Putting in pin in that, the question relates to what we might call the ersatz regime of accumulation, replacing the old Fordist model. I let the best securities analyst on Substack I know, Aswath Damodaran, provide the financial accounting identities, guiding me through which financial statement values to call:
The idea here is to listen for the thunder of world history, analyzing this bottom line item against the two options Damodaran lays out, buybacks and dividends. The first of Damodaran’s stories for how buybacks supplanted dividends as preferred mode for returning cash to shareholders is confirmed in the dataset—they are more flexible. During the crisis periods, buybacks dropped to zero, and remained at zero for the typical SP500 firm until 2011 following the GFC and until 2021 following the shock of March 2020. An interesting signal for the rigidity of obligations to shareholders is even as buybacks drop to zero, it’s almost always not enough to compensate for sharper decline in free cash flow to equity, and ratio rises relative to the pre-crisis point.
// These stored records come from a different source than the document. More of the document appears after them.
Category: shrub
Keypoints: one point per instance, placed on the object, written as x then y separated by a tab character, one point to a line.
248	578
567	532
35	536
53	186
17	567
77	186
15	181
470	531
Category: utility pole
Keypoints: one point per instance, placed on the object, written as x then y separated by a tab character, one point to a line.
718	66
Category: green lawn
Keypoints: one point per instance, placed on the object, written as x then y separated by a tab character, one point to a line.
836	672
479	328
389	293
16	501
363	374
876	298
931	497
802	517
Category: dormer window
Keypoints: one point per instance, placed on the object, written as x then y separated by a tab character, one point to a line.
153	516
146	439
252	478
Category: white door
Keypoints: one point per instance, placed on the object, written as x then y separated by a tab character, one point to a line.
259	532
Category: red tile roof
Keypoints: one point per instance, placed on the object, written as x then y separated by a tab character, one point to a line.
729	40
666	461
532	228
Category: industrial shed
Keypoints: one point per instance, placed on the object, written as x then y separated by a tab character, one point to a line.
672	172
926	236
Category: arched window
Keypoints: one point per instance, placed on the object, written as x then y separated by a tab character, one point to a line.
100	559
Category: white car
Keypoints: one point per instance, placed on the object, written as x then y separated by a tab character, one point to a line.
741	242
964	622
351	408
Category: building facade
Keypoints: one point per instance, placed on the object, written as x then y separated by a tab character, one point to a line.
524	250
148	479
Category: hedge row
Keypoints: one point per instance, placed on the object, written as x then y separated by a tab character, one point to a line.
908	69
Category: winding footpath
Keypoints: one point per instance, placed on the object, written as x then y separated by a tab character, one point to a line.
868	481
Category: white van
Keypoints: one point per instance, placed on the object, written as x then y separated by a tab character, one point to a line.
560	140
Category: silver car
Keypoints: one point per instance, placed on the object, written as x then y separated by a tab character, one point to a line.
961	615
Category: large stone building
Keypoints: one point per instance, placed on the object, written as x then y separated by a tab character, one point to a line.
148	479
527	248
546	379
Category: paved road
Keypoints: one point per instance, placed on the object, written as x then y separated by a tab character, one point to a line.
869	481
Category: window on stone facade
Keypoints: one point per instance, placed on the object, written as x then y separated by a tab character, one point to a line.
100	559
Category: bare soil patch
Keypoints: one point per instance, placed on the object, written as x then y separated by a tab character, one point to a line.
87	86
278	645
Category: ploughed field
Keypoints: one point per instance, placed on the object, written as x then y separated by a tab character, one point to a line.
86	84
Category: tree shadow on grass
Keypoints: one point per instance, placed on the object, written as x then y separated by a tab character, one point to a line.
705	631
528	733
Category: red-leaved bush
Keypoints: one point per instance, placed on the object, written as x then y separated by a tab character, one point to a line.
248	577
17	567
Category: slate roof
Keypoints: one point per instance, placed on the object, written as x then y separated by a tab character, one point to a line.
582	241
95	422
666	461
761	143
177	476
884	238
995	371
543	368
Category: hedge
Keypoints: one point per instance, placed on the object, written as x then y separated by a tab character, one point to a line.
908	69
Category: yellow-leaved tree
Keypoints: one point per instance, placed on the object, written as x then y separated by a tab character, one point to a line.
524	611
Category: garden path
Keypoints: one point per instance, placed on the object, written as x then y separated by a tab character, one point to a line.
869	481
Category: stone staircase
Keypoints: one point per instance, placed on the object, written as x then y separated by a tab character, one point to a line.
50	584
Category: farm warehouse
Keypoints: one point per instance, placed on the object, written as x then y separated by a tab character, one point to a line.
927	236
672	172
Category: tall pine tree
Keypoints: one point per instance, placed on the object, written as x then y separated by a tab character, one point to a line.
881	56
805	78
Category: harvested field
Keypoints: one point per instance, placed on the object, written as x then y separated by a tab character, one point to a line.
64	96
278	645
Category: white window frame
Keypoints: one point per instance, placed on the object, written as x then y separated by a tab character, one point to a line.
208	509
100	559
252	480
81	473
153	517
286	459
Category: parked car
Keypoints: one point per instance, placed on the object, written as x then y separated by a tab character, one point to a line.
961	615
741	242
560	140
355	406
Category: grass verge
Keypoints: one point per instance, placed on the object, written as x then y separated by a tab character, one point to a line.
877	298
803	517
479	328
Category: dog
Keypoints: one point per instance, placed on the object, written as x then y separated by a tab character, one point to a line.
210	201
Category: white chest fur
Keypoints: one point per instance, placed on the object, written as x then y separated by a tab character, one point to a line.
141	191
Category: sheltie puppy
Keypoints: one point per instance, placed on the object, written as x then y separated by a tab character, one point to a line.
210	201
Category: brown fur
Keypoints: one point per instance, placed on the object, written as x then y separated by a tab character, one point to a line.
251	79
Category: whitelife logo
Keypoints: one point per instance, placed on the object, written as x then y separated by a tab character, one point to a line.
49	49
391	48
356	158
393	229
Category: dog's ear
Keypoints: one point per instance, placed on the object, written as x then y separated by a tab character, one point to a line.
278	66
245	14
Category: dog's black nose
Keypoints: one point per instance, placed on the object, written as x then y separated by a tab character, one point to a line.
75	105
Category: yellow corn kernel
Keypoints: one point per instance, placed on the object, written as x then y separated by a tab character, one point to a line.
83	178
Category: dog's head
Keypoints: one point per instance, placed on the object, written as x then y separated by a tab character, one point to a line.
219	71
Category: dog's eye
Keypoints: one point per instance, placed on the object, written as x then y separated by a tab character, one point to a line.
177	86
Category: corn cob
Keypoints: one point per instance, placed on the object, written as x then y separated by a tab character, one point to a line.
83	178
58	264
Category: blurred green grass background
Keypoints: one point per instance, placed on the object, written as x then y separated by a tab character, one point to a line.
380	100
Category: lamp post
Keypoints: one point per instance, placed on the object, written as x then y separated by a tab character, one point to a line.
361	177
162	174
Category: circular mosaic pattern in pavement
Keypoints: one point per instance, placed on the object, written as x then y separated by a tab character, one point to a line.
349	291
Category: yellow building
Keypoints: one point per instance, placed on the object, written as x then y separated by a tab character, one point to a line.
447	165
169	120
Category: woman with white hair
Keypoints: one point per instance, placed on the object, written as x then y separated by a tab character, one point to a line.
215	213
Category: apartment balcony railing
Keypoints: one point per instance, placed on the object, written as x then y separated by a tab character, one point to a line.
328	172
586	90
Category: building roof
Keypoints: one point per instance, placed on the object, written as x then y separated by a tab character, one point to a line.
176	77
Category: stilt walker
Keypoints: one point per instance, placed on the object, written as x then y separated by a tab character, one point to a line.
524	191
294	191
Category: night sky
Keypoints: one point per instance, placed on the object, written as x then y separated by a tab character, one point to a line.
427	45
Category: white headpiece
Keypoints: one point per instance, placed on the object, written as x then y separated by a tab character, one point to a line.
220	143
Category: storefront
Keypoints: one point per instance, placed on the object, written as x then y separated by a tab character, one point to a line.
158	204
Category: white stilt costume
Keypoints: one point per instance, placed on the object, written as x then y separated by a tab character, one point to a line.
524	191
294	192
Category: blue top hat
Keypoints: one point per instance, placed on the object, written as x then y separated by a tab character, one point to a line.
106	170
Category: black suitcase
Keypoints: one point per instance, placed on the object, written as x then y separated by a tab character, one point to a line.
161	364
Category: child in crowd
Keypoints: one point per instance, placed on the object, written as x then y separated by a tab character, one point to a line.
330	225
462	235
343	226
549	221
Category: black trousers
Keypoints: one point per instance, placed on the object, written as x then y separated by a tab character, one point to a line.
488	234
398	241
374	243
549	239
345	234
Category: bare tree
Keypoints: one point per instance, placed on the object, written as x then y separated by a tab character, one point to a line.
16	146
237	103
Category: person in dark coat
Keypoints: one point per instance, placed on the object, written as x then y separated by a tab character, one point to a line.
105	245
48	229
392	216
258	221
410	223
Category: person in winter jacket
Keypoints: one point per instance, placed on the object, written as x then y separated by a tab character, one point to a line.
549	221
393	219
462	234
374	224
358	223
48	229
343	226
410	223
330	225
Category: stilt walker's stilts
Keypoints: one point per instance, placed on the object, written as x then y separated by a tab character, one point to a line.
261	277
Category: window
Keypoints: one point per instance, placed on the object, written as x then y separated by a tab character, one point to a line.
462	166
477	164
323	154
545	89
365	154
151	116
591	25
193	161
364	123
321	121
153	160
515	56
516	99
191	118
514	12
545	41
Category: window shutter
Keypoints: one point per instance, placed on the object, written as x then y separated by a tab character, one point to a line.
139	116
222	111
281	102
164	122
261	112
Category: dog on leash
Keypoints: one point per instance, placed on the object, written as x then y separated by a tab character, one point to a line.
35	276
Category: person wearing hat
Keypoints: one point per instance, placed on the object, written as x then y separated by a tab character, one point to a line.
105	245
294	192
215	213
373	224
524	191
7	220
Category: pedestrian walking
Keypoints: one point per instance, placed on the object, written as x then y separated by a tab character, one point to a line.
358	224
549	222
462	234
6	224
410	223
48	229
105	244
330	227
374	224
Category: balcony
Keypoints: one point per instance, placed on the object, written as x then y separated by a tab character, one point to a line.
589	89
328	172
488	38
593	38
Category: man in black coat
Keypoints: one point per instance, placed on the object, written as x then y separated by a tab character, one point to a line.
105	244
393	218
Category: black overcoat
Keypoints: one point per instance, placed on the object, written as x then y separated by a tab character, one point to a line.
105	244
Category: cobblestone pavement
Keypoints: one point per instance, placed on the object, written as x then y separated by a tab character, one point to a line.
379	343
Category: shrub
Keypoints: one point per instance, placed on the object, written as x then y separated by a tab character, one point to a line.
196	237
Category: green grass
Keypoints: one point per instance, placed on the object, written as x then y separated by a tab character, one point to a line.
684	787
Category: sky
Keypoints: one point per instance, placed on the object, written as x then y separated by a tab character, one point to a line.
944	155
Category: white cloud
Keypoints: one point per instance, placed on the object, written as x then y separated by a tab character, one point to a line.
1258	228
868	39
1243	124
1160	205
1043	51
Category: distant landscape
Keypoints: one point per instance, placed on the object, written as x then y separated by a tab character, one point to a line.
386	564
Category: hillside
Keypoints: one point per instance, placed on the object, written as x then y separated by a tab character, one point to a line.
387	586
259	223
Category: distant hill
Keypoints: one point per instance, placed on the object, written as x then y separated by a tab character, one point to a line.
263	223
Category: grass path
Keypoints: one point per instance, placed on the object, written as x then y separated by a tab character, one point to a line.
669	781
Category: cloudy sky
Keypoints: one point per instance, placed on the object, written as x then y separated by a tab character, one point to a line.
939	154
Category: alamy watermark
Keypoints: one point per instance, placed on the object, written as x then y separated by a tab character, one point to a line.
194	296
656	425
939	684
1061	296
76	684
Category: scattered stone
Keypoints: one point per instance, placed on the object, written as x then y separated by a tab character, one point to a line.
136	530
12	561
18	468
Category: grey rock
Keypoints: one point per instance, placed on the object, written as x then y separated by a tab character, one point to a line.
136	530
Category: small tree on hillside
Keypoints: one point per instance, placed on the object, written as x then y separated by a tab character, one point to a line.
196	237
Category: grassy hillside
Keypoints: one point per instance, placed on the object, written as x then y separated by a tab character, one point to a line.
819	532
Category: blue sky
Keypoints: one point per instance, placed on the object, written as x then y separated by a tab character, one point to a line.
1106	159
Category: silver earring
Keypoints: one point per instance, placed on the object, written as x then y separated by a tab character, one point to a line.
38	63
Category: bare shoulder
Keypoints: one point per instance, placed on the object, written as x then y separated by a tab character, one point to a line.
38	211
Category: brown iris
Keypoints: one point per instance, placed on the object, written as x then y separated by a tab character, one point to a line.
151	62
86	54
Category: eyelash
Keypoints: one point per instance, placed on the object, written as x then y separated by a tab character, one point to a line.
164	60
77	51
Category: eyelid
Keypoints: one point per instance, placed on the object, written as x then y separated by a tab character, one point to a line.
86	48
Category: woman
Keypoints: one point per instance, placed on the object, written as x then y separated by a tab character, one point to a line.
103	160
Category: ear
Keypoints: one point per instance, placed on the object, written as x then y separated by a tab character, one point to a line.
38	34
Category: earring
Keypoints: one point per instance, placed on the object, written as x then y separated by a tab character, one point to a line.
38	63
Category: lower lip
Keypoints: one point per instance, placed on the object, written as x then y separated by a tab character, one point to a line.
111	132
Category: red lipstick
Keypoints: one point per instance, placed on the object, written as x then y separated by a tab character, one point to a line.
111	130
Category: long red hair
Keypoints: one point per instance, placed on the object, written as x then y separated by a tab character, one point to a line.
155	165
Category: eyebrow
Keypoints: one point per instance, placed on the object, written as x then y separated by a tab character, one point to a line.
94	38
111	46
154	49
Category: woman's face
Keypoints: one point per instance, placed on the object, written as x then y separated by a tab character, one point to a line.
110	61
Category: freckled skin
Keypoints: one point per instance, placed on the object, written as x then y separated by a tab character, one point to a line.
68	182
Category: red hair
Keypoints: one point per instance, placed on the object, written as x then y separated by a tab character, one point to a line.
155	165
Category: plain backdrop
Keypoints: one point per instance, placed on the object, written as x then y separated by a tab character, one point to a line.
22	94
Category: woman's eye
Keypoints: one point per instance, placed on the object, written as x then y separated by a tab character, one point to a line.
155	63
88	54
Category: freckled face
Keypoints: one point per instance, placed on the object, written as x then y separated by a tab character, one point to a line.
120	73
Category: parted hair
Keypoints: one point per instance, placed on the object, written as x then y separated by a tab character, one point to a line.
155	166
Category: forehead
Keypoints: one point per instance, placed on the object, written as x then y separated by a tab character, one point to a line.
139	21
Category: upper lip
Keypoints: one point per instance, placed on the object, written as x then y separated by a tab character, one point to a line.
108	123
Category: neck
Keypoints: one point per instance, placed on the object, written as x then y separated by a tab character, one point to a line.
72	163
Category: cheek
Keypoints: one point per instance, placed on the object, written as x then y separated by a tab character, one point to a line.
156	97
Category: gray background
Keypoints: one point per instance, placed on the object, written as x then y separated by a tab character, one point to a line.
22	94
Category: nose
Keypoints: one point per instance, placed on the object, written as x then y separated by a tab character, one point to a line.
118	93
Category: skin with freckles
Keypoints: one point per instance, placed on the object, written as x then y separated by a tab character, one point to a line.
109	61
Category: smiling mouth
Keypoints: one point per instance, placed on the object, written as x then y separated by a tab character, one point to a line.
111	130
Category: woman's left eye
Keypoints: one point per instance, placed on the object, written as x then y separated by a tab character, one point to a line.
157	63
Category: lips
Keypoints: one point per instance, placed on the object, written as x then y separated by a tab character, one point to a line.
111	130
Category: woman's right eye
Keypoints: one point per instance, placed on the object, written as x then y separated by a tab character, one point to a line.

The other dimension, firm dispersion, is the same as Damodaran’s life cycle analysis. That there might be systematic differences in the proportion that actually returned relative to the potential dividend pictured above. The typical firm in the typical quarter returns about 83 percent in a top 50 company by market capitalization, and only 58 percent for the remaining firms on the SP500 index. Therefore, Damodaran’s life cycle point extends to established firms. Firms in the rest category are often firms which have not yet matured out of their growth phase when they had substantial reinvestment needs, and therefore are collecting out of inertia free cash flow which is not fully returned. The firms at the top of the universe, delivering steady profits, return cash and, with the exception of Jobs-led Apple, usually in rough balance between dividends and buybacks. In the set of most recent quarters, these firms are returning historically high proportions, often exceeding 100 percent at the median.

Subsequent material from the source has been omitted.